Keeping Your Employees Honest
How to spot and prevent employee theft
Do you find that you keep having to purchase inventory more often than sales would dictate?
Has your cost of goods sold increased more than sales have?
Do your customers complain that their shipments are short?
If so, then your employees may be using your inventory to stock their own private enterprise. Disgruntled employees have all kinds of way of getting back at you. Theft is one of the worst. If your business involves inventory, then you need to be aware of the many ways that employees can drain your profits by stealing your inventory.
Inventory counts — Do you?
How often do you take a physical count of your inventory? Even if you do a regular counting, be aware that the person doing the count may be the one stealing from you. Numbers can be fudged to cover their tracks in the Inventory and Cost of Goods Sold accounts. So, if your Cost of Goods Sold account seems to be growing in a larger proportion than your sales, then look at your procedures for storing and counting the inventory.

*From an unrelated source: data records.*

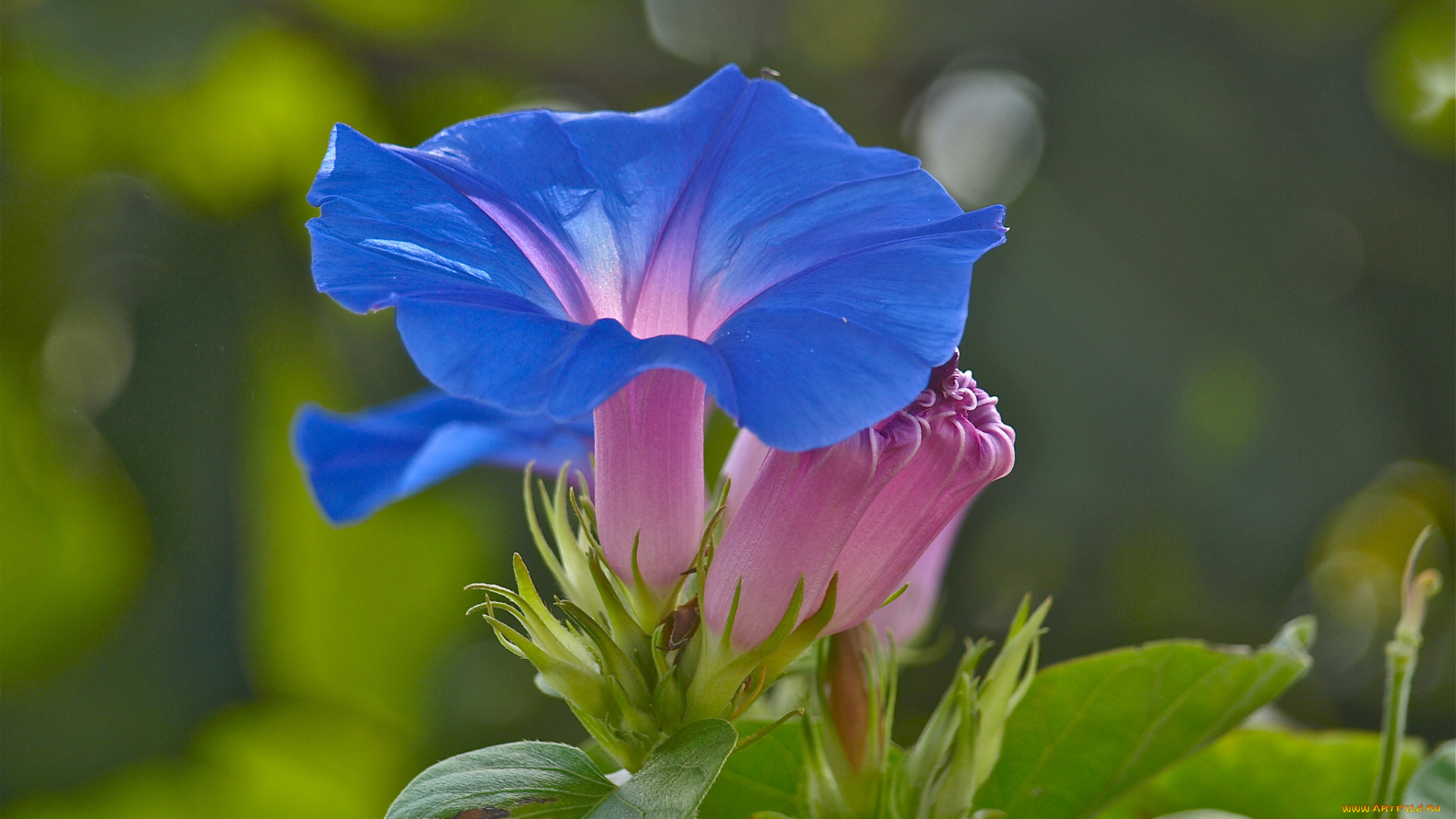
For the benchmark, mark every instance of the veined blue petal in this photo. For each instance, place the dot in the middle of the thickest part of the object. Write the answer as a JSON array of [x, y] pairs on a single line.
[[391, 232], [359, 463], [541, 260]]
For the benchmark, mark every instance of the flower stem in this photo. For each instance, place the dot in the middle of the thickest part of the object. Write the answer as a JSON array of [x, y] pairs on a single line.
[[1400, 667]]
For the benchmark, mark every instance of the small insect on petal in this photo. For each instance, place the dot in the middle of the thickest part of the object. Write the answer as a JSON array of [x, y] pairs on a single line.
[[682, 626]]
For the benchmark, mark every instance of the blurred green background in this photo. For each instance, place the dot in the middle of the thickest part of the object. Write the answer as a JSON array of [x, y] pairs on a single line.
[[1223, 330]]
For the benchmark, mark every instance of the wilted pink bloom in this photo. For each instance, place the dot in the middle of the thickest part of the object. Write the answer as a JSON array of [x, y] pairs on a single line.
[[864, 509], [909, 614], [794, 521]]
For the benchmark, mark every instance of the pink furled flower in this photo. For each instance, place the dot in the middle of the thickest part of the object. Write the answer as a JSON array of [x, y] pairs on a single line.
[[864, 509], [908, 615]]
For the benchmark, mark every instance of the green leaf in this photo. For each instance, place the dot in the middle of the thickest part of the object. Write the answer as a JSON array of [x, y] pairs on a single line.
[[516, 780], [1094, 727], [1435, 780], [764, 777], [1266, 774], [674, 777], [1203, 814]]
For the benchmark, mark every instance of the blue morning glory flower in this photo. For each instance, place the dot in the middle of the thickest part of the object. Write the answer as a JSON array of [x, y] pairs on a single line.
[[359, 463], [734, 243], [539, 261]]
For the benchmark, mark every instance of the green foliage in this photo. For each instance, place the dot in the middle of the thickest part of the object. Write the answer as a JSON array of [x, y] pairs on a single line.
[[676, 776], [1266, 774], [764, 776], [1091, 729], [74, 537], [351, 615], [1435, 780], [283, 761], [520, 779], [541, 779]]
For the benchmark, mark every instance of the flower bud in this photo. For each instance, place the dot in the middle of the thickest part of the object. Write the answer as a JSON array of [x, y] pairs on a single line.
[[963, 447]]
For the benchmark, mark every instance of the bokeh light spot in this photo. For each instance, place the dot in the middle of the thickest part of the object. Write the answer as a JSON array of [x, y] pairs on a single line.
[[1413, 77], [88, 356], [981, 133]]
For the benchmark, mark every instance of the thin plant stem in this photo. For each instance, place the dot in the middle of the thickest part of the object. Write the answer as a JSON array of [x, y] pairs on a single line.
[[1400, 667]]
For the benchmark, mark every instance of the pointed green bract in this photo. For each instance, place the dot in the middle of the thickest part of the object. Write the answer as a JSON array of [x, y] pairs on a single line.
[[1091, 729]]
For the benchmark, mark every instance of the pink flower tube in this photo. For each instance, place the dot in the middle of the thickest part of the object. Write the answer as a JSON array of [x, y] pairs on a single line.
[[650, 475], [792, 523], [865, 509], [909, 614]]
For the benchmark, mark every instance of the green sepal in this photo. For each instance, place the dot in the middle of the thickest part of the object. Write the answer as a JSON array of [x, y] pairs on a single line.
[[619, 670]]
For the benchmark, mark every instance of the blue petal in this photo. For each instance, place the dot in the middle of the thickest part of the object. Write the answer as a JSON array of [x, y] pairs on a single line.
[[394, 232], [359, 463], [817, 281], [601, 186]]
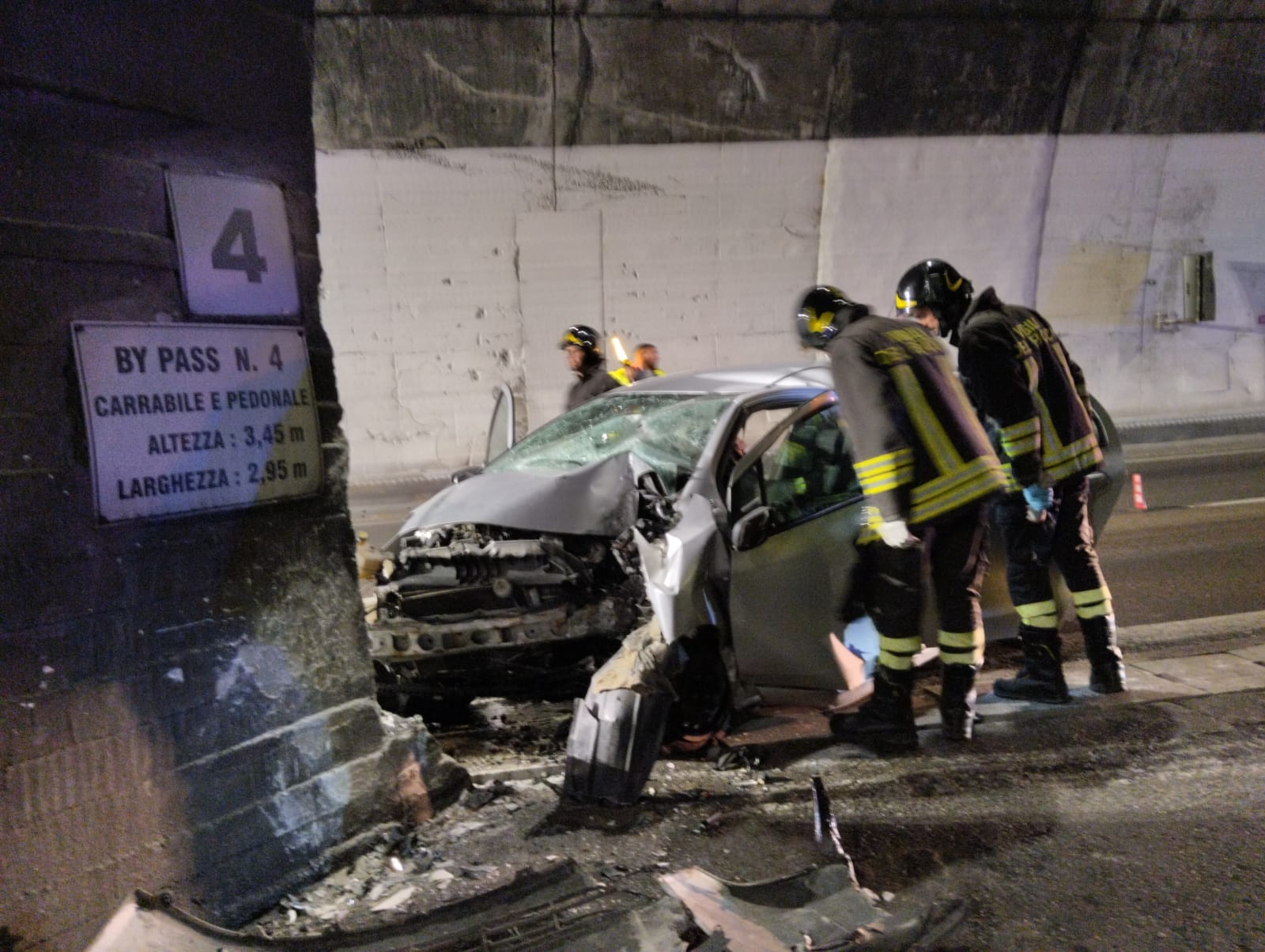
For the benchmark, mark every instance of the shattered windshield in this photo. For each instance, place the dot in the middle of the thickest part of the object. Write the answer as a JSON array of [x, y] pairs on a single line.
[[667, 431]]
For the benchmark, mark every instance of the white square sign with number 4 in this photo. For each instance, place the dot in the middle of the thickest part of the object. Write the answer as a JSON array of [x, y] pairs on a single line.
[[236, 255]]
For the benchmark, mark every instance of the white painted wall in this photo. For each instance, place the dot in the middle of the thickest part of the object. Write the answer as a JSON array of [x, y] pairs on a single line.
[[447, 271]]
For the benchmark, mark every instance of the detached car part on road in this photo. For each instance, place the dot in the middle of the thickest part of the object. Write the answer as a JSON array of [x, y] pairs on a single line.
[[723, 504]]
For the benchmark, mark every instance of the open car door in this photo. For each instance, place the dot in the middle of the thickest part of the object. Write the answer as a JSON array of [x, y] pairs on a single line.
[[795, 512]]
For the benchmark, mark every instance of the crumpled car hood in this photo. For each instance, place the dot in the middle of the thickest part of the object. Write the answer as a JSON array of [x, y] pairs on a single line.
[[595, 501]]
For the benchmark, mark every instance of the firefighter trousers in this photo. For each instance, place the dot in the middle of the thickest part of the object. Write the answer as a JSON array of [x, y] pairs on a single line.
[[1064, 539], [957, 552]]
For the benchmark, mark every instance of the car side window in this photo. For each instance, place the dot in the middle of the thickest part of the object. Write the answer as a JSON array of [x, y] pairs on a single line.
[[809, 469]]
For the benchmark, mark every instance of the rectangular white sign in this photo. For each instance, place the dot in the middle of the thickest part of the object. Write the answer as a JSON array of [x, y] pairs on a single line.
[[236, 255], [194, 417]]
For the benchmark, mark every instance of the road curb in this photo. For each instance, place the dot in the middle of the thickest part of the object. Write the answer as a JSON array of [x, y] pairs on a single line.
[[1191, 632]]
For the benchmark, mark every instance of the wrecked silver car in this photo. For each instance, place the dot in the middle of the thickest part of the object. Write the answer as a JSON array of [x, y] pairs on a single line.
[[676, 501]]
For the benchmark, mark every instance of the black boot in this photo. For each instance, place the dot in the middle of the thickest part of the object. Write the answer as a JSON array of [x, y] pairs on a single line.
[[886, 722], [1040, 678], [1106, 663], [958, 701]]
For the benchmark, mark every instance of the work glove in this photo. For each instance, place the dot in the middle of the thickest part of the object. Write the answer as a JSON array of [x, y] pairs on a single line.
[[897, 535], [1039, 501]]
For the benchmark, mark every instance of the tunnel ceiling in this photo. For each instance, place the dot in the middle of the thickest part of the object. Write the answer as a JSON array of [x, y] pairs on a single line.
[[408, 74]]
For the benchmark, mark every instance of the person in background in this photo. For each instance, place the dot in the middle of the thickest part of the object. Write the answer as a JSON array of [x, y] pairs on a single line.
[[643, 364], [583, 349], [927, 470], [1018, 372]]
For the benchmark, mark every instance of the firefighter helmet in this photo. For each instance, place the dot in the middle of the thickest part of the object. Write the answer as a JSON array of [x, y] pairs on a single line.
[[824, 312], [936, 285], [583, 337]]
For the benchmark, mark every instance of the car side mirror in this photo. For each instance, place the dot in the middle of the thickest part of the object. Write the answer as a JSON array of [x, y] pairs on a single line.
[[752, 530]]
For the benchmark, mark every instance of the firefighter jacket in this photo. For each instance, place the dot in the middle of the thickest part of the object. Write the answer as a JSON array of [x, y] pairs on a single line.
[[628, 375], [920, 451], [1018, 371], [591, 380]]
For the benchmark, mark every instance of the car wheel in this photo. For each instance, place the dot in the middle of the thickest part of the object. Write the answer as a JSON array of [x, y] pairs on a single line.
[[705, 695]]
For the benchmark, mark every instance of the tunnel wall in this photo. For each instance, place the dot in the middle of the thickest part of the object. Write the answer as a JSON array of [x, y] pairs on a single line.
[[187, 704], [678, 170], [447, 271]]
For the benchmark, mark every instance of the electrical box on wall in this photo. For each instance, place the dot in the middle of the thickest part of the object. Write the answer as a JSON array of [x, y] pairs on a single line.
[[1199, 290]]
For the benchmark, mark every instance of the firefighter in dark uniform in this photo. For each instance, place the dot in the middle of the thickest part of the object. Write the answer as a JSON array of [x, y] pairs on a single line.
[[1018, 372], [927, 470], [644, 364], [585, 358]]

Another way to spot theft of inventory is to keep an eye on your Accounts Receivable subsidiary accounts. Sometimes an employee creates bogus sales and ships to an accomplice. The sales may be charged to a fake Accounts Receivable account or to one that is so large that another charge won’t be questioned. Or else they post to a receivable that’s about to be written off as uncollectable.
Do you write off inventory that’s damaged or outdated? If so, then think about doing a periodic review of your procedures for completing the write-off. Inventory that’s been written off as damaged may actually be stolen by the employee doing the write-off.
What can you do?
Create written procedures for maintaining your inventory. Make sure that there’s a paper trail that goes from the purchase order through receiving, tagging, sales and shipping to the collection of money on accounts. You should be able to match up shipping documents with sales invoices and investigate where a match can’t be found. Also review the paperwork related to the payments for inventories to make sure that you’re paying for inventory that actually went into your warehouse and onto your shelves.
Establish a system for identifying and counting your inventory. This might involve creating a numbering system so that each classification of item has its own unique identifier. In this way, the more expensive Widget 1A1 can be distinguished from the Widget 2B2 which has fewer features and sells for less. That way your employees won’t be able fudge inventory counts by using the less expensive models to count as if they are the more expensive ones that he stole.
Separate duties. Even better is the requirement that counting duties be separated so that the employee doing the counting is separate from the employee who keeps the records. Make sure that inventory counts happen without notice so that boxes can’t be rearranged to cover up theft. After the count, you might have a different person do a recount and check to see if their figures match up. Merchandise recounts are especially helpful regarding inventory with a high value. Break up the tasks involved in ordering, receiving, storing, disbursing, scraping, and counting your inventory. Have different people performs each task. With so many people involved in handling the inventory theft will become less likely.
Restrict access. Finally, do what you can to restrict access to the inventory. Not all of your employees need to have keys. Most don’t need to be working unsupervised after hours. Always make sure that a supervisor is present. Think about installing surveillance equipment and use it.
Review the accounts. Periodically have your accountant review the sales and cost of goods sold accounts. Look for discrepancies in how they’ve changed from last month and last year and how they’ve changed in relation to each other. Calculate your gross margin percent (Net Sales minus Cost of Goods Sold divided by Net Sales) and compare it to previous periods. Check your inventory turnover rate(Cost of Goods Sold divided by Average Dollar Value of Inventory On-hand) to look for unexplained changes.